Laurent Gaudé: “I do not make a conspiratorial reading of the world, I invite lucidity”

There is this enigmatic title, Dog 51, which immediately captures curiosity. It is the registration number of a cop – whose real name is Zem Sparak, an exile, cut off from his native Greece – which translates the dehumanization and violence of the world after, dominated by the sprawling power of a multinational firm. . With Laurent Gaudé, the Greek hero is tired, dispossessed, manipulated. However, he manages to incubate a secret rebellion. And this magnificent spark is enough to light up the darkness.
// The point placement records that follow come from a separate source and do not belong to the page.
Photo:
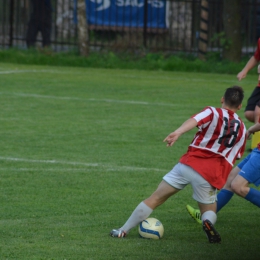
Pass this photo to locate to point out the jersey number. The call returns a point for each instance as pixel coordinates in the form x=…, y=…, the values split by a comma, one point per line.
x=230, y=132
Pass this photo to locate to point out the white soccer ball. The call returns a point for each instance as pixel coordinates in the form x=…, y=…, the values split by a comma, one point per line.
x=151, y=228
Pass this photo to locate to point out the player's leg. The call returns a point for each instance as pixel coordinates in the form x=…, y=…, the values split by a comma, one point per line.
x=206, y=196
x=172, y=183
x=250, y=173
x=145, y=208
x=225, y=194
x=209, y=218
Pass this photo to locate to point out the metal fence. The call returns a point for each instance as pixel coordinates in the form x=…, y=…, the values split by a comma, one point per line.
x=129, y=24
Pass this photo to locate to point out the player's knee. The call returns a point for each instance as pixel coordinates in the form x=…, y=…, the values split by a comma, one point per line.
x=238, y=189
x=249, y=115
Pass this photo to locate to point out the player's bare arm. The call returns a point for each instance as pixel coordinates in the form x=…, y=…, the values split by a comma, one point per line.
x=185, y=127
x=251, y=130
x=250, y=64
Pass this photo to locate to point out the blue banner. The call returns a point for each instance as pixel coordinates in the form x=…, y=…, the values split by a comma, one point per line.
x=126, y=13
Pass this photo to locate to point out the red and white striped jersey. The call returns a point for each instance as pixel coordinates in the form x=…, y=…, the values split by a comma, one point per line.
x=220, y=140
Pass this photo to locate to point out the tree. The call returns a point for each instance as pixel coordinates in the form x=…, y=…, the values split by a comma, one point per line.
x=83, y=38
x=232, y=44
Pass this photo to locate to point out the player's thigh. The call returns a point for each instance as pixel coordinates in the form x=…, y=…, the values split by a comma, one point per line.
x=207, y=207
x=179, y=177
x=250, y=167
x=231, y=177
x=203, y=191
x=161, y=194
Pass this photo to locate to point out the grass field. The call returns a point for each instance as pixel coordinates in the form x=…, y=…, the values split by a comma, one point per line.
x=80, y=148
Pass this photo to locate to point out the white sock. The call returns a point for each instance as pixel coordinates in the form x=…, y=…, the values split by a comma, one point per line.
x=141, y=212
x=210, y=215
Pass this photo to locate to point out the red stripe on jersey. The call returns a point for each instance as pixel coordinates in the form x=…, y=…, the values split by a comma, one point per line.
x=218, y=142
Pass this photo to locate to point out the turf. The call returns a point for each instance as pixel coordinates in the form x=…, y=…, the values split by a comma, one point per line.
x=80, y=148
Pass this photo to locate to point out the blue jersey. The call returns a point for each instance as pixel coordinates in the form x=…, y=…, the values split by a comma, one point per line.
x=250, y=167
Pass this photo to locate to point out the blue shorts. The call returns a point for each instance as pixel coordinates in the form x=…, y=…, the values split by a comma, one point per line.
x=250, y=167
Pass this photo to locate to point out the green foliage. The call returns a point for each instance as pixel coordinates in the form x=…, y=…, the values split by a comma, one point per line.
x=81, y=147
x=144, y=61
x=225, y=43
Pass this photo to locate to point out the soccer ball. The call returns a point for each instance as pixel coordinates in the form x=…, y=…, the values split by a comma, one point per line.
x=151, y=228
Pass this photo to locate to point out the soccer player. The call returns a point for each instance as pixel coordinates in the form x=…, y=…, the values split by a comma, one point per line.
x=247, y=171
x=220, y=139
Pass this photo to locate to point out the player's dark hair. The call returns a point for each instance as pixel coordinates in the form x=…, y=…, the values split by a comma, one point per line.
x=234, y=96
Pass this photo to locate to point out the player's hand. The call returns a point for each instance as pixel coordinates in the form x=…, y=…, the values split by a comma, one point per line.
x=241, y=75
x=171, y=138
x=248, y=135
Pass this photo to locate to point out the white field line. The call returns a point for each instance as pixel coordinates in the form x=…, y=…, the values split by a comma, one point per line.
x=100, y=165
x=88, y=99
x=199, y=79
x=29, y=71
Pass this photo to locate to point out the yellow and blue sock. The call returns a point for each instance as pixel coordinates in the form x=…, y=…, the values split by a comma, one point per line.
x=253, y=196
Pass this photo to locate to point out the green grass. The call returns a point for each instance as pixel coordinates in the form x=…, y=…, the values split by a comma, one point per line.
x=81, y=147
x=140, y=61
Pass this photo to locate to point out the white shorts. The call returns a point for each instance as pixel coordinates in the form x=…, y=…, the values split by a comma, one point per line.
x=182, y=175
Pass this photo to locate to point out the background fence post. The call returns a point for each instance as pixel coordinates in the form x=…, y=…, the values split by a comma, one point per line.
x=203, y=36
x=11, y=21
x=145, y=22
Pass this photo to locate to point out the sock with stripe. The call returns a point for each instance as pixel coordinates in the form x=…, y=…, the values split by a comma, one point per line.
x=253, y=196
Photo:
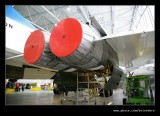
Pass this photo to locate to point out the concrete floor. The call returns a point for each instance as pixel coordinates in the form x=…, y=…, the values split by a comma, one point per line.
x=48, y=98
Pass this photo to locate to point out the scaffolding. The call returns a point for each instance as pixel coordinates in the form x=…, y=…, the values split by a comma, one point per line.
x=84, y=98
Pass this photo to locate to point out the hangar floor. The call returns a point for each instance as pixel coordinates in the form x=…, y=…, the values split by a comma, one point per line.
x=48, y=98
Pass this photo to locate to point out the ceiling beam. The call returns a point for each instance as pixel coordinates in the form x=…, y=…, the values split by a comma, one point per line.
x=132, y=19
x=50, y=13
x=141, y=16
x=84, y=14
x=37, y=25
x=42, y=15
x=112, y=17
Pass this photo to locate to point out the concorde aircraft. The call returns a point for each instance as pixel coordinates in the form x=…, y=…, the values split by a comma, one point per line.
x=73, y=48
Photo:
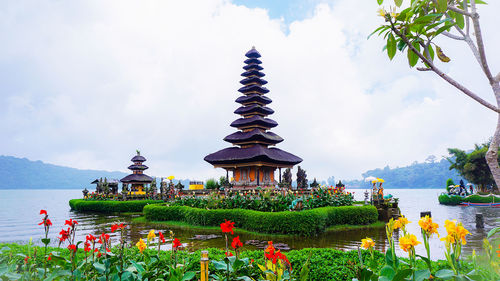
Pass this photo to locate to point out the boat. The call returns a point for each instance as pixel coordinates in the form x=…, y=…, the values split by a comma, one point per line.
x=480, y=204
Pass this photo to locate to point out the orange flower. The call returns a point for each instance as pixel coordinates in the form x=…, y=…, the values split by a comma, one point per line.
x=428, y=226
x=408, y=242
x=367, y=243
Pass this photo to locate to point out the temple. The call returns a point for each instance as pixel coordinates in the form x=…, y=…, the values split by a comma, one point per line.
x=251, y=159
x=137, y=179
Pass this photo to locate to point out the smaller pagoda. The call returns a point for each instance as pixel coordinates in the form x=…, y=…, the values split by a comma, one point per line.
x=137, y=179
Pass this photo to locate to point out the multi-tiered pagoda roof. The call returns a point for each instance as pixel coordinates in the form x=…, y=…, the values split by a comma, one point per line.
x=253, y=138
x=137, y=176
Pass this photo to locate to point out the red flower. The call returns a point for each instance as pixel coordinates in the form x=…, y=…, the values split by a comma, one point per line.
x=90, y=237
x=64, y=235
x=177, y=243
x=45, y=222
x=114, y=227
x=236, y=243
x=103, y=237
x=162, y=238
x=70, y=222
x=72, y=247
x=86, y=247
x=227, y=226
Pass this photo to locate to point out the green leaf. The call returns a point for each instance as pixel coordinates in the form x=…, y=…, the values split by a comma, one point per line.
x=391, y=46
x=402, y=274
x=188, y=275
x=444, y=274
x=442, y=5
x=493, y=231
x=421, y=275
x=388, y=272
x=412, y=57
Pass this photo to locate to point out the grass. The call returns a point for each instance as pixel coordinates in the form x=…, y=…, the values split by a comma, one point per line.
x=185, y=225
x=347, y=227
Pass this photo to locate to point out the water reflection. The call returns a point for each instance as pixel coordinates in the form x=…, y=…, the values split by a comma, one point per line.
x=20, y=208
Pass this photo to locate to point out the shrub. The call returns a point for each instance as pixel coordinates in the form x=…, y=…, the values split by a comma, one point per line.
x=445, y=199
x=448, y=183
x=109, y=206
x=211, y=184
x=308, y=222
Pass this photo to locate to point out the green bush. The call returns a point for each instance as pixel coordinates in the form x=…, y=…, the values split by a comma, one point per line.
x=108, y=206
x=448, y=183
x=446, y=199
x=455, y=199
x=308, y=222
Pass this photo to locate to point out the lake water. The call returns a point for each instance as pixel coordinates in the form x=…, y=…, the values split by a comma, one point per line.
x=19, y=218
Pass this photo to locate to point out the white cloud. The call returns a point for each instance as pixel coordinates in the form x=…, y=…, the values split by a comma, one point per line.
x=86, y=83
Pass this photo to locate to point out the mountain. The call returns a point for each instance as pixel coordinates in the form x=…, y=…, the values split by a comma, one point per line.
x=21, y=173
x=417, y=175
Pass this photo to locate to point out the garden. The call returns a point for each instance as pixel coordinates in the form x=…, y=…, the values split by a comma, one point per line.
x=160, y=256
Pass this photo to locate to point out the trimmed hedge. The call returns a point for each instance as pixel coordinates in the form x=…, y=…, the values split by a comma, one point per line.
x=108, y=206
x=455, y=199
x=308, y=222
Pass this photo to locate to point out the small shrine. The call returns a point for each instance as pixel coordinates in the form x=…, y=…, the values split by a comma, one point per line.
x=253, y=159
x=137, y=180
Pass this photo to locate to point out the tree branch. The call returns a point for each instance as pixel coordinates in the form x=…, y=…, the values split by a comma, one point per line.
x=480, y=44
x=460, y=11
x=443, y=75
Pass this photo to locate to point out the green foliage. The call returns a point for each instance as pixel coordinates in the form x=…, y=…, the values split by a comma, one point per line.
x=472, y=166
x=109, y=206
x=267, y=201
x=324, y=264
x=455, y=199
x=448, y=183
x=309, y=222
x=446, y=199
x=212, y=184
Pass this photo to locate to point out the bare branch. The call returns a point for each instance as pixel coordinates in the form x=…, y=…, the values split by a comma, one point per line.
x=451, y=35
x=467, y=19
x=460, y=11
x=443, y=75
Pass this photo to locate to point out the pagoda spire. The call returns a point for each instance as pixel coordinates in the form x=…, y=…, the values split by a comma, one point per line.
x=251, y=159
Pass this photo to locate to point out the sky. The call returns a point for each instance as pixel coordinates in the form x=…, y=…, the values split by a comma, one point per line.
x=85, y=83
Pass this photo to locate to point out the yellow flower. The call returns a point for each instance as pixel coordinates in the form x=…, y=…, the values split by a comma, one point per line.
x=428, y=225
x=141, y=245
x=151, y=234
x=367, y=243
x=408, y=242
x=461, y=232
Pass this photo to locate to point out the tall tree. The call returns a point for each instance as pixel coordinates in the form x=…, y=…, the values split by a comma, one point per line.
x=413, y=30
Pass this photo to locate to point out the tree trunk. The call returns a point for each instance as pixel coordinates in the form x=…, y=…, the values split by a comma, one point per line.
x=492, y=154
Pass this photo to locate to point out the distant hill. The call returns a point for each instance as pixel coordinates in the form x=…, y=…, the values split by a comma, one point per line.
x=21, y=173
x=417, y=175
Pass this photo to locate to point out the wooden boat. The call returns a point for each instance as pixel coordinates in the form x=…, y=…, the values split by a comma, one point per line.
x=480, y=204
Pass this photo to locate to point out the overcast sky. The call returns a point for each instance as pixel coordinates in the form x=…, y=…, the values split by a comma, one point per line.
x=86, y=83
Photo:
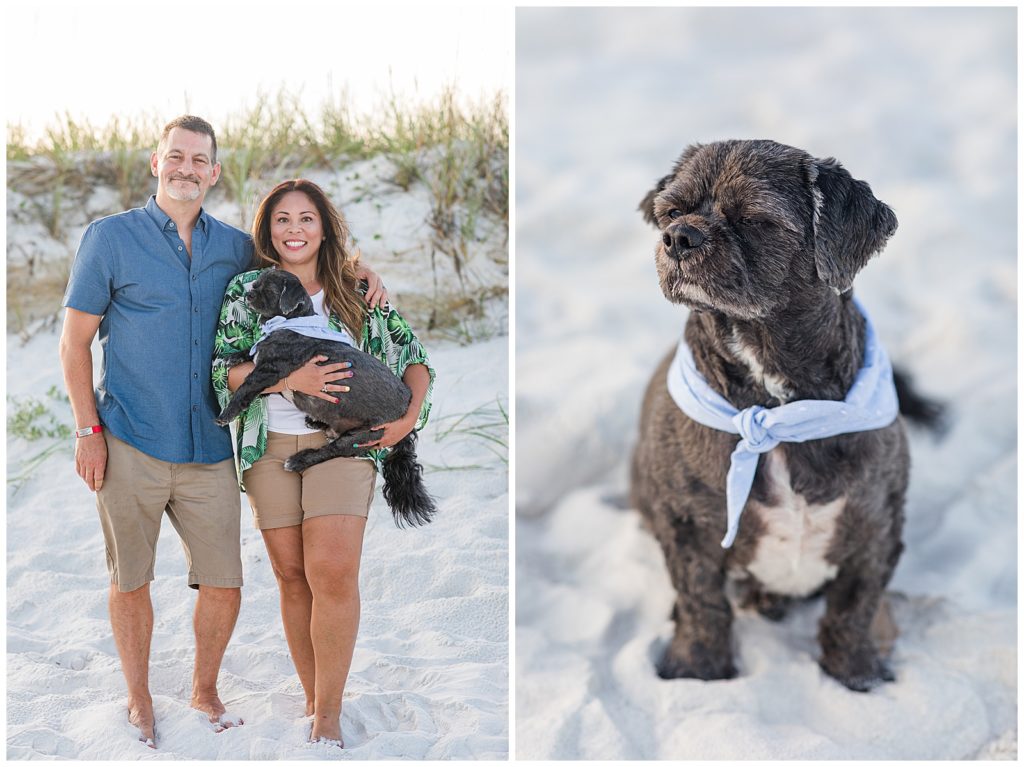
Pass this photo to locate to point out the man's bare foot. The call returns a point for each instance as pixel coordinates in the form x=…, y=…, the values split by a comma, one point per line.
x=140, y=716
x=215, y=712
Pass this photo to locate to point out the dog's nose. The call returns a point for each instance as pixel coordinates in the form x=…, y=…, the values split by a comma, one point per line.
x=680, y=239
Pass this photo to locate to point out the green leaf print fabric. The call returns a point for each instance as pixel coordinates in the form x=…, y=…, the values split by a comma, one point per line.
x=386, y=335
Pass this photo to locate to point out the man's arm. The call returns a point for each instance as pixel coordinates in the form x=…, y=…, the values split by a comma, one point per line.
x=76, y=359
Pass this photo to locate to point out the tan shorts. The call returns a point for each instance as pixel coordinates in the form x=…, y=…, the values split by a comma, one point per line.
x=202, y=501
x=283, y=499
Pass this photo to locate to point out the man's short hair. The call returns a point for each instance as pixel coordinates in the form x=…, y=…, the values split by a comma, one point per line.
x=196, y=125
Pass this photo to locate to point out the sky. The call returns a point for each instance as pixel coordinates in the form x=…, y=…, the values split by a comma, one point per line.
x=95, y=59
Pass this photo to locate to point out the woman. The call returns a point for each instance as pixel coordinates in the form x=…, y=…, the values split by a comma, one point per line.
x=312, y=523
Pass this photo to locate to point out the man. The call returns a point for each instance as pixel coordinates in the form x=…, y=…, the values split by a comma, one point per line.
x=151, y=282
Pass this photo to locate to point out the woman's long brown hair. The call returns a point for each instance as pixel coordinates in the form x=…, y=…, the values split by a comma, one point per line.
x=335, y=262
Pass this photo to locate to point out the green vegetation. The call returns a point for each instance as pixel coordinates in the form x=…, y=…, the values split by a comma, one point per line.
x=457, y=151
x=487, y=424
x=32, y=420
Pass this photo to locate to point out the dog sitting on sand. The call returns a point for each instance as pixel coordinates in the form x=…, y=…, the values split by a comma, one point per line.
x=778, y=376
x=376, y=396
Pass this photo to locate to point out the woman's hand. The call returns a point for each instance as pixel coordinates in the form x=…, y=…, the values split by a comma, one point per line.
x=318, y=380
x=376, y=293
x=394, y=432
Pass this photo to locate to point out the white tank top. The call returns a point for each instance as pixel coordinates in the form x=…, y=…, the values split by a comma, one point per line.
x=283, y=417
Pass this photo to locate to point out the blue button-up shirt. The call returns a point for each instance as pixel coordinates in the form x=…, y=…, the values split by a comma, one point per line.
x=160, y=310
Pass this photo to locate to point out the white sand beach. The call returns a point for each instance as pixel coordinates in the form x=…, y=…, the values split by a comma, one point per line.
x=429, y=678
x=921, y=103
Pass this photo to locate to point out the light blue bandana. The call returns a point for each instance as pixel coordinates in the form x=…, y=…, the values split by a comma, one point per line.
x=313, y=326
x=869, y=405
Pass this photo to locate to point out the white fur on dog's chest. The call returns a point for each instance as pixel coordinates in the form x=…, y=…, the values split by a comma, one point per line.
x=791, y=550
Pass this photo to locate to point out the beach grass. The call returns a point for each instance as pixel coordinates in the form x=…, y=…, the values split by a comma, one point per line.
x=454, y=147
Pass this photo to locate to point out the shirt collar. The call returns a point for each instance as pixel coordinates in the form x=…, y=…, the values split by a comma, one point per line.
x=164, y=221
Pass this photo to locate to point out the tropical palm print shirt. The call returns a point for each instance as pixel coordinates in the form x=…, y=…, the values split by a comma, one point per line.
x=385, y=334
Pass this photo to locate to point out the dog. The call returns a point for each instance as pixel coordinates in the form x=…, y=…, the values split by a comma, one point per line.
x=376, y=395
x=762, y=242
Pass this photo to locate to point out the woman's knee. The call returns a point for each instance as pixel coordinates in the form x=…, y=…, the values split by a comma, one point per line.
x=335, y=578
x=291, y=574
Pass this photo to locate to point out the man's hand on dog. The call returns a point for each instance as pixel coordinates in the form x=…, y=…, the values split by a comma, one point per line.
x=320, y=380
x=376, y=292
x=90, y=460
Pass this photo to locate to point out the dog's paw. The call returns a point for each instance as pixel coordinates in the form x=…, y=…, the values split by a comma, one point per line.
x=673, y=667
x=860, y=674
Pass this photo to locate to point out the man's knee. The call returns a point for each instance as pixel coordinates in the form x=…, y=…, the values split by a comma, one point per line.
x=225, y=595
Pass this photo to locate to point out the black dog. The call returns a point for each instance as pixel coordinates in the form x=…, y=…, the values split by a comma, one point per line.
x=762, y=242
x=376, y=395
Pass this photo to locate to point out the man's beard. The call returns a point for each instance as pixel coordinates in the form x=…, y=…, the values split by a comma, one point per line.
x=183, y=194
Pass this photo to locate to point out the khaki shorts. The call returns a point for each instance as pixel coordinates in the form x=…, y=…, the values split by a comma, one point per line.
x=283, y=499
x=202, y=501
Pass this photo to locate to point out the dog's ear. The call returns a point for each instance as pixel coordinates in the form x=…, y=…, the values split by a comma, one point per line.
x=292, y=297
x=850, y=224
x=647, y=204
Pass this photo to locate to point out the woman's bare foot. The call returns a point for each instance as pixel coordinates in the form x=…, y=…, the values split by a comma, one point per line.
x=327, y=728
x=210, y=705
x=140, y=716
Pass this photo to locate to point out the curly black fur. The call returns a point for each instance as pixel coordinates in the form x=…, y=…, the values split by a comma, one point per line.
x=376, y=395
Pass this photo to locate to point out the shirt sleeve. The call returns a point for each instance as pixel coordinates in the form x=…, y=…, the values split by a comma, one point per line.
x=90, y=286
x=387, y=336
x=238, y=330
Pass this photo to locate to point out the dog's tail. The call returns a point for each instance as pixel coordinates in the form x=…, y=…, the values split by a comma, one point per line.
x=919, y=409
x=403, y=487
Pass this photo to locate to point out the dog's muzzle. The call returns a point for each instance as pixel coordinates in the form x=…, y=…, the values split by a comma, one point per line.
x=681, y=240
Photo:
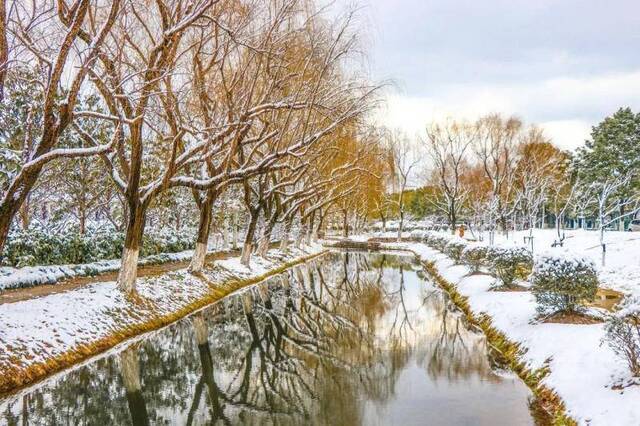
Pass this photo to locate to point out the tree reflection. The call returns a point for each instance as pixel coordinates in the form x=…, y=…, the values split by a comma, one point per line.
x=306, y=347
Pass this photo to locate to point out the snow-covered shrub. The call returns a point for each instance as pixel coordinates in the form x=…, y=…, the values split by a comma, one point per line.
x=563, y=283
x=510, y=264
x=45, y=247
x=454, y=248
x=474, y=256
x=623, y=334
x=438, y=242
x=418, y=235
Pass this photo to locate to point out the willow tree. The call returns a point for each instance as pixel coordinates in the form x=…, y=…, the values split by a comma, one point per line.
x=62, y=43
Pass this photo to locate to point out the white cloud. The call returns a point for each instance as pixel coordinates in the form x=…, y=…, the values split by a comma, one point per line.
x=565, y=107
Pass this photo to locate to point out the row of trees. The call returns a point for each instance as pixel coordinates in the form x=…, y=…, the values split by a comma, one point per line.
x=498, y=174
x=126, y=111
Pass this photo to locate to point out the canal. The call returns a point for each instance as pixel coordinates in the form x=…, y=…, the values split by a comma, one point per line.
x=350, y=338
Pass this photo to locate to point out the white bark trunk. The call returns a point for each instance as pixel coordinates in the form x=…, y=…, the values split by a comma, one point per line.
x=245, y=257
x=199, y=255
x=263, y=246
x=130, y=369
x=128, y=270
x=247, y=302
x=300, y=238
x=201, y=330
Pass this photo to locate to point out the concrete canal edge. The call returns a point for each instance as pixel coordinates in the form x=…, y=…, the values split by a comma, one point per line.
x=14, y=379
x=511, y=352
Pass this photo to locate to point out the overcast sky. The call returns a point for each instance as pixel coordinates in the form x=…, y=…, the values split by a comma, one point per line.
x=563, y=64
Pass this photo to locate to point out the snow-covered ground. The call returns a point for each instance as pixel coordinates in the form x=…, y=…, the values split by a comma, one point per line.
x=69, y=325
x=30, y=276
x=621, y=271
x=582, y=368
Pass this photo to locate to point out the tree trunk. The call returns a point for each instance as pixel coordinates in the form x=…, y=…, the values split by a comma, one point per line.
x=204, y=229
x=400, y=228
x=284, y=243
x=131, y=250
x=301, y=233
x=247, y=248
x=234, y=232
x=13, y=200
x=345, y=224
x=130, y=369
x=310, y=228
x=263, y=244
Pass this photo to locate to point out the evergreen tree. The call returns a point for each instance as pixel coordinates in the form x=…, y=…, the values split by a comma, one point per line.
x=613, y=150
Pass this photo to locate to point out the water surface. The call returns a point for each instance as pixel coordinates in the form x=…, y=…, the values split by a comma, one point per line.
x=347, y=339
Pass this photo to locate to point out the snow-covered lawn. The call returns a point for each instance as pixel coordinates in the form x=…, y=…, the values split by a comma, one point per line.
x=39, y=336
x=622, y=263
x=30, y=276
x=582, y=369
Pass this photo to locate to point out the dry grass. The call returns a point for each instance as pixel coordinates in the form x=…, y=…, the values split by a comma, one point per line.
x=14, y=376
x=512, y=352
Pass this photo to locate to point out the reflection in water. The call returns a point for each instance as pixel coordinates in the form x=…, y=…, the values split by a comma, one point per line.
x=348, y=339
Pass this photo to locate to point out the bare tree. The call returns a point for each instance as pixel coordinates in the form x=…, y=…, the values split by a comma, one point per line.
x=496, y=151
x=404, y=160
x=81, y=41
x=448, y=146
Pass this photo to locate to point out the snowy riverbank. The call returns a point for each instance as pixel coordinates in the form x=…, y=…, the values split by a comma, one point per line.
x=31, y=276
x=582, y=369
x=44, y=335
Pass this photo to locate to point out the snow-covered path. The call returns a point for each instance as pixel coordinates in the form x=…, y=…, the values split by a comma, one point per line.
x=43, y=335
x=582, y=369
How was this dystopian novel born?

If there hadn’t been the confinement, I don’t know if I would have written Dog 51… Because, at that time, I had the impression of living in science fiction, of witnessing an incursion of SF into our present: it was no longer a projection towards a distant future. , but a possible vision of our world. The border became porous between the present and the future, anticipation and today. If we had been told that we would one day see the streets of our cities completely empty and silent like in a futuristic film, we would probably not have believed it.

SF is not my thing as a reader, and I never imagined writing it one day. I first produced a text for the theater, performed in Avignon in 2021, the Last Night of the world. I describe a universe kept indefinitely awake by neoliberalism: my first attempt at (light) anticipation. In writing, I experienced the same feeling of creative freedom as for my stories rooted in distant Antiquity… I restarted the machine with Dog 51.

Was your ambition to give weapons to think about our current fragilities?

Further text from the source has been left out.